If you missed it, make sure you take a listen to the full episode here.

And to make life even easier, we captured a few key points from the episode below:

Some ways in which Agent99 has created thought leadership with numerous clients, as shared by Agent99 Director, Sharon Zeev Poole;

  • There are a few key aspects the we look to off the bat—namely, client objectives (the why factor), the audience you want to target and build (which helps to inform the media outlets and channels we target), the environment the thought leader is operating in (how can we be unique?), and what their key messages and calls to action for the audience are (essentially, what do you want them to do?).
  • After a thorough understanding of these areas, it is then about crafting a plan of attack. This plan may include tactics such as: leveraging expert resources and “news hijacking” to amass media coverage, exploiting successful case studies with interesting hooks and angles, and announcing any key business milestones.
  • A key asset for Agent99 in our endeavours has been creating owned research for the client as a means of creating news hooks and unique content.

How does research help in the realm of thought leadership, you may ask?

  • Having owned research allows our team to reverse-engineer the sorts of headlines and consumer insights media craves, and angles that they have not explored. The research also builds credibility by enhancing a company’s image as having its ‘finger on the pulse’ in line with issues and ideas that people are currently discussing.
  • And contrary to most people’s understanding of research, it’s neither costly, nor does it take long to turn around.  We achieve robust research initiatives with a budget of $5k-$10K depending on sample size and specific audience, and we can have the results within 1-2 weeks.
  • The content, which forms the basis to the stories we create, are oftentimes picked up by top tier mainstream media with quotes from and profiling opportunities for our clients. Once it has run in media, clients repurpose the content for many uses including white papers and social media posts.

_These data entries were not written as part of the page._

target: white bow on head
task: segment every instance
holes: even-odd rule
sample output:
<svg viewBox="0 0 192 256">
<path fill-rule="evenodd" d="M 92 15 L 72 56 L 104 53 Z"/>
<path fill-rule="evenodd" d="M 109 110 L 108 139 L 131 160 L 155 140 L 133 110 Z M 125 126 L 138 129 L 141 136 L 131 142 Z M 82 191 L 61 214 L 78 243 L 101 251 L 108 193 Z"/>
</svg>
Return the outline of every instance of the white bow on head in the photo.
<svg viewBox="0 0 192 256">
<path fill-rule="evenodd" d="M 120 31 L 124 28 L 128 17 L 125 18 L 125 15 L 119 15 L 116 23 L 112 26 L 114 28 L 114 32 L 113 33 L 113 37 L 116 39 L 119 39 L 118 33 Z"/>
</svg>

How to know if a book is right for you, and if so, the proper development and promotion needed, as discussed by author Catherine Moolenschot;

  • To know if a book is truly an option for you, look inward first and assess your holistic plan to see if it is viable to achieve  escalation of media attention and public promotion.
  • If you decide a book is right, some general advice: find out who your ideal reader is early on, refer to the pillar message that you want to convey, find a writing flow and allow yourself to just write, and in the case of writer’s block, place a piece of paper over the screen to snap yourself out of an editor’s mindset.
  • Once ready to be published there are a couple of options.  Going to a publisher or self-publishing.  Self-publishing gives you more control over the content and style that is created, but you have less of an opportunity to market it and there is a lack of credibility without a publisher; therefore, it is recommend avoiding self-publishing until at least the second book.
  • To successfully market a book, three main tips are: have a keen awareness of your audience to properly shape your efforts; make sure you tell your audience WHY they should buy your book, and hire those who can support your vision properly, making your job easier while amplifying the messages.

Establishing the significance of being “media worthy” and “media ready”

  • In order to be media worthy, you must be an expert or specialist in at least one topic or field. That way, media can be genuinely interested in hearing about your content ideas that can appeal to the audience in your field.
  • With this expertise, you can also once again hijack the narrative by either responding to breaking news with a new opinion in mind, or by timing the news with a key calendar date, such as “International Women’s Day” if your area might be diversity in the workplace, for example.
  • In terms of being media ready, you know you are ready when you can provide organic content that still allow you to get your key messages across, and you can do so with ease. Do not sacrifice your message for the sake of pleasing the media outlet; sticking to the point (whilst still promoting yourself diplomatically) ensures that media will continue to come back to you for future opportunities.

Some PR trade secrets…

  • Leverage every single piece of content and amplify as much as possible, through as many channels that touch your audience.
  • Building up a great deal of content over time also allows the client to repurpose the research as blog posts, EDMs, white papers, social media posts, or potentially as a book concept.

General advice for success in thought leadership…

  • Focus on your long-term goals, and never lose sight of them.
  • Make use of a source like Google analytics; have the data to support your findings and assessments of success.
  • Learn from each title and book you work on in order to improve the outcome with the next one.
  • Take advantage of speaking engagements and events to achieve your goals more immediately.